Admittedly, a newspaper page layout can be useful for getting an overview of what there is for me to read - I can quickly glimpse the headings and perhaps read a few emphasized words here and there, then select what I am going to read in detail.

But on the Web, there are two fundamental reasons for not trying newspaper look:

  1. a screen (or, more accurately, a browser window on a screen) is not a newspaper page; its dimensions vary and are unknown to the author, and it is typically so much smaller than a newspaper page that newspaper look looks silly there
  2. the hypertext concept (with links) together with the logical markup for headings, emphasis, etc, is the Web way of achieving same things which newspaper look achieves (when properly used in applicable media).

Finally, one may argue that if document layout is left to browsers and users only, each browser will have different aspects of presentation that can be controlled by the user and different methods of doing it. In a sense, each browser would have its own syntax and semantics for (users') style sheets. My reply is that this need not be more disastrous than differences between browsers in general. Moreover, why shouldn't it be possible to standardize this? The style sheet model would be essentially simpler than the cascading style sheets concepts, so it should be at least technically more easily standardizable.

Well, that wasn't quite the end of my story. On May 25, 1997, Liam Quinn made an very interesting remark in a discussion in the comp.infosystems.www.authoring.html newsgroup. We were discussing various styles of paragraph presentation, such as having first line indented vs. one blank line and no indent. I wrote:

- - although most people will probably recognize paragraphs using either of style, after some initial confusion, the mental process may distract the readers attention from the form and content. Just as people can understand someone speaking English with a distinctly Frenc[h] accent, yet feel slightly disturbed.
and Liam responded:
... or slightly attracted. Some people find some foreign accents alluring and pleasant to listen to. Hence we have author style sheets, so that the author can suggest an accent for those in the mood to hear something different. And of course the reader who has problems understanding foreign accents, or who simply prefers "unaccented" English, there is the option of overriding the author's suggestion.

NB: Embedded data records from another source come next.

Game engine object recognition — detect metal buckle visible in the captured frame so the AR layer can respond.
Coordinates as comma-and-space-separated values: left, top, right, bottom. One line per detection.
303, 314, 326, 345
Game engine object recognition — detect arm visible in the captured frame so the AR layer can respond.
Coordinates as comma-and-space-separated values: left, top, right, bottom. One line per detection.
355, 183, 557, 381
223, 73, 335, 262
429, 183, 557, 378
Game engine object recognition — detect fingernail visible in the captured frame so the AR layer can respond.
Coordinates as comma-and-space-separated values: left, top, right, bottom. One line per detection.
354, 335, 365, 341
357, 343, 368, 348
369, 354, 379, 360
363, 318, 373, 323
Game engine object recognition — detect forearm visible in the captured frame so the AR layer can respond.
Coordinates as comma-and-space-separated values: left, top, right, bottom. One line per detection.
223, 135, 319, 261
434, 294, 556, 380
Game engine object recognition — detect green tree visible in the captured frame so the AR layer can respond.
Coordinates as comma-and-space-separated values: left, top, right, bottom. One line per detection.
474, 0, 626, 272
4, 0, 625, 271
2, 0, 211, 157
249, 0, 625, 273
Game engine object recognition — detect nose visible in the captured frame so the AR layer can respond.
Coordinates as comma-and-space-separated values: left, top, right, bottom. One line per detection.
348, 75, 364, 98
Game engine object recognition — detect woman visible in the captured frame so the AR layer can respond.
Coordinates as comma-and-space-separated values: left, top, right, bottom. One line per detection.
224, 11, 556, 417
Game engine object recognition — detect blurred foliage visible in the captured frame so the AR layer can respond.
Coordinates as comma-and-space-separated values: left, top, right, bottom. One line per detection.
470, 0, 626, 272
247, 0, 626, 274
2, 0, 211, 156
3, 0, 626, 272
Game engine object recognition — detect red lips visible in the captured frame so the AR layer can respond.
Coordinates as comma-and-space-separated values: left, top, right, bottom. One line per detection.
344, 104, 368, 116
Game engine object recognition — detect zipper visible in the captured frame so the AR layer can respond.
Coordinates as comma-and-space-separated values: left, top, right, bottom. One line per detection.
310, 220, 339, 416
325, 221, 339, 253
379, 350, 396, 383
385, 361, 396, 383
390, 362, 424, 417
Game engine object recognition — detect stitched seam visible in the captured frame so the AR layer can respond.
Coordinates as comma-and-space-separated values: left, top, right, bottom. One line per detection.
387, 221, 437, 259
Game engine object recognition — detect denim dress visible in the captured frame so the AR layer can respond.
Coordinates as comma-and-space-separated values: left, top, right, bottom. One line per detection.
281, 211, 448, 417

I have to think about that. Could it be so that used in a careful and disciplined way, author's presentational suggestions might assist in communication by creating an "atmosphere"? It need not be just attraction. The presentational suggestions could also convey important non-verbal messages about the personality of the author, about the way he sees the subject area and feels about it, etc. (I compare this to some uses of images described in my essay on images.) Needless to say, it would be very difficult to make it work.


Jukka Korpela
Originally written 1997-05-30. Only minor technical updates since that, the last one 2002-12-10.

This document is essentially an "expanded extract" from the document Why style sheets are harmful. The reason is that when writing the critical essay on style sheets I decided to discuss these more general themes as well, and later I realized that the general discussion is probably useful as an independent document, too.